Should one, thereupon, postpone the realization of anarchy until all have become anarchists - if ever?

Or should one rather aim at alternative institutions for all who desire them, at minority autonomy, at doing one's own thing, at one's own risk and expense, whilst leaving all others free to do their own thing, however hateful that thing may be to oneself?

If membership in anarchistic communities and societies is not to be compulsory, then what about the however limited liberties and rights which the others wish for themselves?

Are they to be free to organize and limit them in accordance with their own choices, quite undisturbed by anarchists, who are free to do their own thing? If so, then let us state this now and quite clearly:

Primarily and as realists and advocates of the rights and liberties of others as well, we want only anarchism for anarchists and FAVOR statism for statists, according to their own free and individual choices.

Organizationally this would, naturally, require some changes, preparations and precautions.

The only quite fundamental ones would be voluntary membership, based on individual secessionism and non-territorial organization, under contracts or personal laws of one's choosing.

In other words:

Minority and majority autonomy for all who desire it, based on individual sovereignty, shared and combined as much as individuals want to.

 


 

How could anarchist communities peacefully coexist even with statist ones, with each individual being free to choose between them?

 

For the transformation one would obviously have to do without centralistic, national, compulsory, uniform, territorial and majoritarian "solutions".

The remaining options are:

Voluntary membership for all, based on individual secessionism and individual associationism and

Non-territorial organization under personal laws or private and cooperative agreements and compacts.

Voluntarism and non-territorial organization will have to be combined to make this alternative practical.

When alternatives are permitted only on a territorial basis, then only exclusive nation-states are involved, on a smaller scale, or various ghetto, reservation, concentration camp and deportation systems to achieve the desired "territorial integrity" and uniformity, which has nothing in common with individual liberty.

Since there is nothing quite new under the sun, as a rule, one should expect that sometime, some place, between some people, such an alternative has already been practised to some extent and for a while.

If one does not only rely on nationalists, centralists and statist historians alone, then one can find, indeed, quite a number of historical precedents and even contemporary practices for the "panarchistic" alternative, for as many different "governments" or free societies as their clients, consumers or subjects desire, or, if you will, for consumer-sovereignty even with regard to governmental services or disservices.

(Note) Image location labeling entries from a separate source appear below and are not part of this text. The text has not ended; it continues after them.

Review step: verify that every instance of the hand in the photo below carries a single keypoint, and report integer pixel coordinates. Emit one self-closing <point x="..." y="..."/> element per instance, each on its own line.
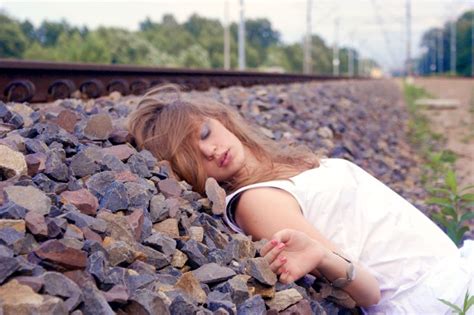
<point x="292" y="254"/>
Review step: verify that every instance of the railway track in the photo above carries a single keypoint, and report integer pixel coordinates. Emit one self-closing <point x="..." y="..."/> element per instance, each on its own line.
<point x="34" y="81"/>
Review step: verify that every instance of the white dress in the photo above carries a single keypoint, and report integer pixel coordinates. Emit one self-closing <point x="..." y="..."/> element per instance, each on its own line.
<point x="413" y="260"/>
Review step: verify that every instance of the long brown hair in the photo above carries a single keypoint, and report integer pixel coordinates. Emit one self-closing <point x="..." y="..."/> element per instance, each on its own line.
<point x="166" y="123"/>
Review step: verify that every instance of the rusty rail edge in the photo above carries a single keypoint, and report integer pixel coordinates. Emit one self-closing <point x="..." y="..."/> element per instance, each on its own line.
<point x="37" y="81"/>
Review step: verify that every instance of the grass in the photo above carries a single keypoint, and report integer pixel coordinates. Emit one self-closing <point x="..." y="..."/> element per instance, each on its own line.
<point x="454" y="204"/>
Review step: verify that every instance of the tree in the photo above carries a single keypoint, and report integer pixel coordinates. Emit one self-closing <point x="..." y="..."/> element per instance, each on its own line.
<point x="12" y="40"/>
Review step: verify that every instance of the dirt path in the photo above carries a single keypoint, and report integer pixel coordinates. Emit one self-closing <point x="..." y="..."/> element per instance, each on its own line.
<point x="456" y="125"/>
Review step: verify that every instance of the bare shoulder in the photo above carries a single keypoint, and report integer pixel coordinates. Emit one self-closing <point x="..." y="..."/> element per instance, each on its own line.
<point x="263" y="211"/>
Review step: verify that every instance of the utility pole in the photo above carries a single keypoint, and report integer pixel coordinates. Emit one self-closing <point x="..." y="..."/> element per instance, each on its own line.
<point x="242" y="37"/>
<point x="350" y="62"/>
<point x="226" y="36"/>
<point x="307" y="69"/>
<point x="408" y="39"/>
<point x="472" y="45"/>
<point x="335" y="51"/>
<point x="440" y="51"/>
<point x="453" y="48"/>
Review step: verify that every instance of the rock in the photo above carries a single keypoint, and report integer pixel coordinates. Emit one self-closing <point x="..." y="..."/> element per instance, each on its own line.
<point x="21" y="299"/>
<point x="179" y="259"/>
<point x="28" y="197"/>
<point x="138" y="195"/>
<point x="302" y="307"/>
<point x="260" y="270"/>
<point x="190" y="285"/>
<point x="55" y="168"/>
<point x="122" y="151"/>
<point x="11" y="210"/>
<point x="83" y="165"/>
<point x="283" y="299"/>
<point x="183" y="305"/>
<point x="82" y="199"/>
<point x="98" y="127"/>
<point x="94" y="301"/>
<point x="196" y="233"/>
<point x="241" y="246"/>
<point x="168" y="227"/>
<point x="170" y="187"/>
<point x="9" y="266"/>
<point x="12" y="163"/>
<point x="118" y="294"/>
<point x="147" y="302"/>
<point x="253" y="306"/>
<point x="67" y="120"/>
<point x="237" y="288"/>
<point x="18" y="225"/>
<point x="119" y="252"/>
<point x="212" y="272"/>
<point x="215" y="194"/>
<point x="138" y="165"/>
<point x="162" y="243"/>
<point x="115" y="197"/>
<point x="35" y="163"/>
<point x="135" y="221"/>
<point x="59" y="285"/>
<point x="61" y="257"/>
<point x="196" y="253"/>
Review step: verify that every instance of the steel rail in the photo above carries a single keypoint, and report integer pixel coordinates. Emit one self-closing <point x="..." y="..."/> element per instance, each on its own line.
<point x="38" y="81"/>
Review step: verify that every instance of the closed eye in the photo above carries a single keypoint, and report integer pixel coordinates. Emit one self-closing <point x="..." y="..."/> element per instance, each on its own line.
<point x="205" y="131"/>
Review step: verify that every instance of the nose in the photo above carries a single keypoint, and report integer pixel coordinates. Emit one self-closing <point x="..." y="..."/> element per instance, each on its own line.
<point x="208" y="149"/>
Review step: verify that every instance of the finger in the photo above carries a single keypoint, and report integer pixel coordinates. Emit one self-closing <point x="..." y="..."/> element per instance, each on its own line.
<point x="278" y="263"/>
<point x="268" y="247"/>
<point x="285" y="277"/>
<point x="273" y="254"/>
<point x="284" y="235"/>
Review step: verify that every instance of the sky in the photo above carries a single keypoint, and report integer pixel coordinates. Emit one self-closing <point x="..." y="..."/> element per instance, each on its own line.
<point x="376" y="28"/>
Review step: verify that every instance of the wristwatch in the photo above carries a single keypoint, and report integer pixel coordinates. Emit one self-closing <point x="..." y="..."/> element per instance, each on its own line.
<point x="350" y="274"/>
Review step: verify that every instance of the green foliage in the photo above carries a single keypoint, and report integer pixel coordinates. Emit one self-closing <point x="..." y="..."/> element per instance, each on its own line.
<point x="456" y="207"/>
<point x="12" y="40"/>
<point x="196" y="43"/>
<point x="468" y="302"/>
<point x="434" y="37"/>
<point x="455" y="204"/>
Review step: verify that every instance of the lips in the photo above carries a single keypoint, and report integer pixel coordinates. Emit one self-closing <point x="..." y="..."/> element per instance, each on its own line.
<point x="224" y="159"/>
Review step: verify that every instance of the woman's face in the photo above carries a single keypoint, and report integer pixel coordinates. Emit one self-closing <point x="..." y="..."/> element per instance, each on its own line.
<point x="222" y="152"/>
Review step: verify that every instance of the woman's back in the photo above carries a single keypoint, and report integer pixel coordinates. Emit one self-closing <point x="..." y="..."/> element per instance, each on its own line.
<point x="370" y="222"/>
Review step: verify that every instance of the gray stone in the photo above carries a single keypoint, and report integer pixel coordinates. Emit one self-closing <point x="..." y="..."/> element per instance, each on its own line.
<point x="138" y="195"/>
<point x="98" y="127"/>
<point x="212" y="272"/>
<point x="10" y="210"/>
<point x="57" y="284"/>
<point x="162" y="243"/>
<point x="94" y="301"/>
<point x="30" y="198"/>
<point x="196" y="253"/>
<point x="98" y="183"/>
<point x="82" y="165"/>
<point x="260" y="270"/>
<point x="21" y="299"/>
<point x="115" y="197"/>
<point x="9" y="266"/>
<point x="183" y="305"/>
<point x="147" y="301"/>
<point x="284" y="299"/>
<point x="55" y="167"/>
<point x="138" y="165"/>
<point x="253" y="306"/>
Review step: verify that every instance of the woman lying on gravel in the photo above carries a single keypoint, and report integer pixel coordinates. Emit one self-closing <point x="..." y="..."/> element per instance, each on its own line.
<point x="326" y="217"/>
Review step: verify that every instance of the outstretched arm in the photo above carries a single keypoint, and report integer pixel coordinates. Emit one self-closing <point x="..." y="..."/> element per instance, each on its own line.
<point x="262" y="212"/>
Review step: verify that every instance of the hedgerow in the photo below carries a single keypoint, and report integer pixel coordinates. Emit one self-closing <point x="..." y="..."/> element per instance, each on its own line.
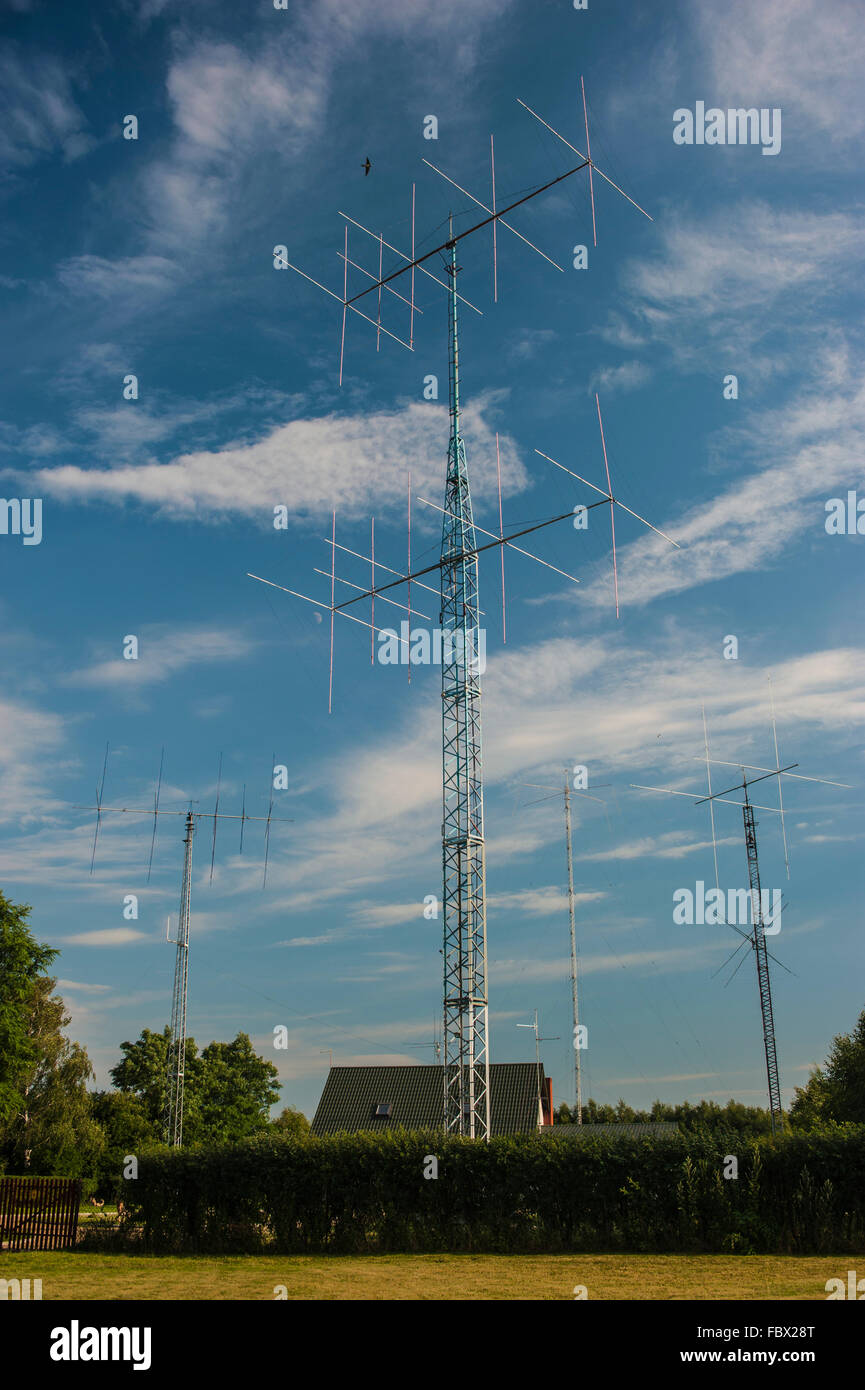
<point x="362" y="1193"/>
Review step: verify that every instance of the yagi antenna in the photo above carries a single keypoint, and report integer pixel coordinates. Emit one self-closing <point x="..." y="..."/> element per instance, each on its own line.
<point x="495" y="214"/>
<point x="613" y="502"/>
<point x="216" y="816"/>
<point x="757" y="937"/>
<point x="99" y="791"/>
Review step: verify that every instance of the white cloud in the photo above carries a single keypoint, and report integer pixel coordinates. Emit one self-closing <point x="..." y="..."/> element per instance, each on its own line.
<point x="804" y="56"/>
<point x="163" y="652"/>
<point x="613" y="380"/>
<point x="41" y="116"/>
<point x="312" y="466"/>
<point x="537" y="902"/>
<point x="110" y="937"/>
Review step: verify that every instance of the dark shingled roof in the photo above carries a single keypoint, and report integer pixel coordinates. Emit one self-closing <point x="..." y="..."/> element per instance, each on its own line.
<point x="615" y="1129"/>
<point x="416" y="1098"/>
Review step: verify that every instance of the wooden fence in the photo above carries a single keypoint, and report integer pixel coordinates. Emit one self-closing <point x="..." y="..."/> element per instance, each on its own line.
<point x="39" y="1212"/>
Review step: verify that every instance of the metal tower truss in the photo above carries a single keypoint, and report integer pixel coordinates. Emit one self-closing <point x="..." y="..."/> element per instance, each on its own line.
<point x="466" y="1058"/>
<point x="758" y="941"/>
<point x="173" y="1116"/>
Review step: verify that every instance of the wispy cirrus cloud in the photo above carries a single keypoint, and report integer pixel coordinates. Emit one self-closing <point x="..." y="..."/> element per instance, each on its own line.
<point x="310" y="464"/>
<point x="163" y="652"/>
<point x="41" y="114"/>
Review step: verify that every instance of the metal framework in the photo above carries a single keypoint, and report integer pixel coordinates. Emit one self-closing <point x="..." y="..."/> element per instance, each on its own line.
<point x="466" y="1062"/>
<point x="758" y="941"/>
<point x="173" y="1115"/>
<point x="575" y="979"/>
<point x="177" y="1047"/>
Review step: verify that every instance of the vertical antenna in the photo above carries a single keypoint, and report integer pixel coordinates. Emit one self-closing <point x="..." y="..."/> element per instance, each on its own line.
<point x="758" y="941"/>
<point x="373" y="588"/>
<point x="330" y="690"/>
<point x="159" y="783"/>
<point x="273" y="761"/>
<point x="498" y="473"/>
<point x="612" y="510"/>
<point x="99" y="791"/>
<point x="495" y="282"/>
<point x="705" y="738"/>
<point x="409" y="584"/>
<point x="780" y="799"/>
<point x="591" y="189"/>
<point x="575" y="986"/>
<point x="412" y="314"/>
<point x="345" y="295"/>
<point x="177" y="1045"/>
<point x="216" y="811"/>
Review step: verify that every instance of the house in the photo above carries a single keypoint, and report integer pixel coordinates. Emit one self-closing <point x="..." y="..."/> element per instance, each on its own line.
<point x="378" y="1098"/>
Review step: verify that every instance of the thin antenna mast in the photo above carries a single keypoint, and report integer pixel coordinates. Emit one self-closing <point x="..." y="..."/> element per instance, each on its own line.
<point x="575" y="987"/>
<point x="757" y="937"/>
<point x="177" y="1044"/>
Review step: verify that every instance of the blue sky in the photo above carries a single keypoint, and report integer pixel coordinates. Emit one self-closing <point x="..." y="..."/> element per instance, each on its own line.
<point x="155" y="257"/>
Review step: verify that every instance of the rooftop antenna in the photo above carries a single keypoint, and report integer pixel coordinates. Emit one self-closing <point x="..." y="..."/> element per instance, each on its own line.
<point x="537" y="1055"/>
<point x="466" y="1062"/>
<point x="173" y="1119"/>
<point x="757" y="937"/>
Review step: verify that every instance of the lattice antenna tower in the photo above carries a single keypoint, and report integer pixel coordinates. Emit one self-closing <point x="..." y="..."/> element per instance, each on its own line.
<point x="177" y="1047"/>
<point x="463" y="900"/>
<point x="757" y="938"/>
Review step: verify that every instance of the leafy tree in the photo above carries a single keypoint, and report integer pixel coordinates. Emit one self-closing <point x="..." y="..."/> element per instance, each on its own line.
<point x="127" y="1129"/>
<point x="237" y="1090"/>
<point x="227" y="1090"/>
<point x="143" y="1072"/>
<point x="836" y="1093"/>
<point x="21" y="962"/>
<point x="291" y="1122"/>
<point x="53" y="1130"/>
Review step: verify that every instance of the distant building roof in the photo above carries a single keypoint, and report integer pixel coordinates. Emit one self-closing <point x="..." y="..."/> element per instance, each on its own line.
<point x="412" y="1097"/>
<point x="615" y="1129"/>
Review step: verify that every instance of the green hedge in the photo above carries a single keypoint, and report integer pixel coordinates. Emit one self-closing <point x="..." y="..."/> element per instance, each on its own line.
<point x="798" y="1193"/>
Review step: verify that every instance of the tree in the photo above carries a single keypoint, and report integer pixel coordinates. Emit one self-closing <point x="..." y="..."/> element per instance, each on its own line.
<point x="21" y="962"/>
<point x="237" y="1090"/>
<point x="143" y="1072"/>
<point x="836" y="1093"/>
<point x="291" y="1122"/>
<point x="127" y="1129"/>
<point x="227" y="1090"/>
<point x="53" y="1129"/>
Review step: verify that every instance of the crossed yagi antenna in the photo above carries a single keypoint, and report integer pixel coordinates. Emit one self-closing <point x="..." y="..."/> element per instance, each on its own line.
<point x="385" y="578"/>
<point x="216" y="815"/>
<point x="409" y="263"/>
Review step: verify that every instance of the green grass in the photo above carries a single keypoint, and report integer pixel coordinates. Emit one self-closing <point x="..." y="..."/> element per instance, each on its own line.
<point x="73" y="1275"/>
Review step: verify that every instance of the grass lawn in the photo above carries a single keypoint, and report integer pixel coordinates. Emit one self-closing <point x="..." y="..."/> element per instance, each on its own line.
<point x="71" y="1275"/>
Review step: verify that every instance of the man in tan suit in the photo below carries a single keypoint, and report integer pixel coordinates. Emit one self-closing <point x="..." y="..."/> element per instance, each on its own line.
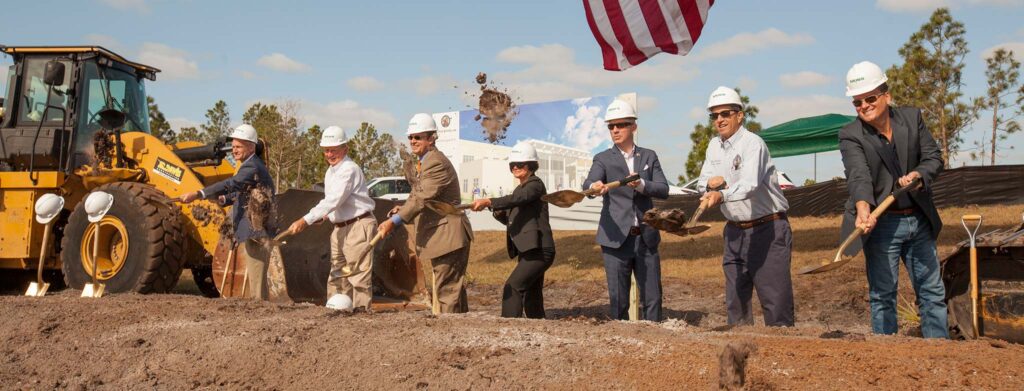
<point x="442" y="240"/>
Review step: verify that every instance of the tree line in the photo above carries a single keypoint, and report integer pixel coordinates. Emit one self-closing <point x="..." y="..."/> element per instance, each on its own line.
<point x="293" y="155"/>
<point x="931" y="79"/>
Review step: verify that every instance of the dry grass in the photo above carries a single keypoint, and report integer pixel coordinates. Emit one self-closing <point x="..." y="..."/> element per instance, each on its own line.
<point x="698" y="258"/>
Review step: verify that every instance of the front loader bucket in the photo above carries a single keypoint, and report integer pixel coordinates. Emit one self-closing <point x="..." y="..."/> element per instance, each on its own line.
<point x="397" y="278"/>
<point x="1000" y="276"/>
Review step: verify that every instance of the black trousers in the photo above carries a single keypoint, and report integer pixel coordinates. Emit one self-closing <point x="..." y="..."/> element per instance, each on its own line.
<point x="523" y="290"/>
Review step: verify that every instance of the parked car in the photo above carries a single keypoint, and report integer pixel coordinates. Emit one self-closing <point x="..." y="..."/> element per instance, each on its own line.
<point x="389" y="187"/>
<point x="691" y="187"/>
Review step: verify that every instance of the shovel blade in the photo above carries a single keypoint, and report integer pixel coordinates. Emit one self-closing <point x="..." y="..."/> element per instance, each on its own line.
<point x="824" y="266"/>
<point x="37" y="289"/>
<point x="563" y="199"/>
<point x="93" y="290"/>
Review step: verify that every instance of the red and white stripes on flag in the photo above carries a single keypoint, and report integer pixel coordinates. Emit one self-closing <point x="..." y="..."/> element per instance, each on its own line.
<point x="632" y="31"/>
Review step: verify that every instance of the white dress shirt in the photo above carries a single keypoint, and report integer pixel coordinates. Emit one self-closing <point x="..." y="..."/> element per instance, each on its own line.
<point x="750" y="174"/>
<point x="345" y="194"/>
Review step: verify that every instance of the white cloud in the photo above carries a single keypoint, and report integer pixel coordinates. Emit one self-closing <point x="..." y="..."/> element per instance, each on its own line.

Panarchism attempts to look at all historical precedents and future possibilities of this kind and at all the theories so far advanced on these subjects and tries to develop them further, in order to provide a political, economic and social philosophy of freedom that would release everybody's creative energies in his own self-chosen circles, while freeing or creating new options to resist all privileges, monopolies, coercion, impositions and aggressions.

For panarchists do not just dream that quite non-violent people ought to be at liberty to do their diverse things but that all people are also at liberty to resist aggressors and protect their way of life in diverse forceful and rightful ways and to collaborate in such resistance and protection efforts in many different ways.

Freedom has many more and better answers to offer than statism has.

For the foreseeable future, we cannot expect all people to agree on some, supposedly ideal protection, resistance and penal method.

Thus, in a panarchistically reorganized society, there will be a great variety of protective systems, policing and jurisdiction options, including, naturally, self-defence efforts and neighborhood watches and all kinds of voluntary jurisdiction and arbitration or popular and liberated jury systems, all agreed upon in advance.

The different autonomous and non-territorial groups would have their "international" compacts with each other on all offences across the non-territorial "borders" between them.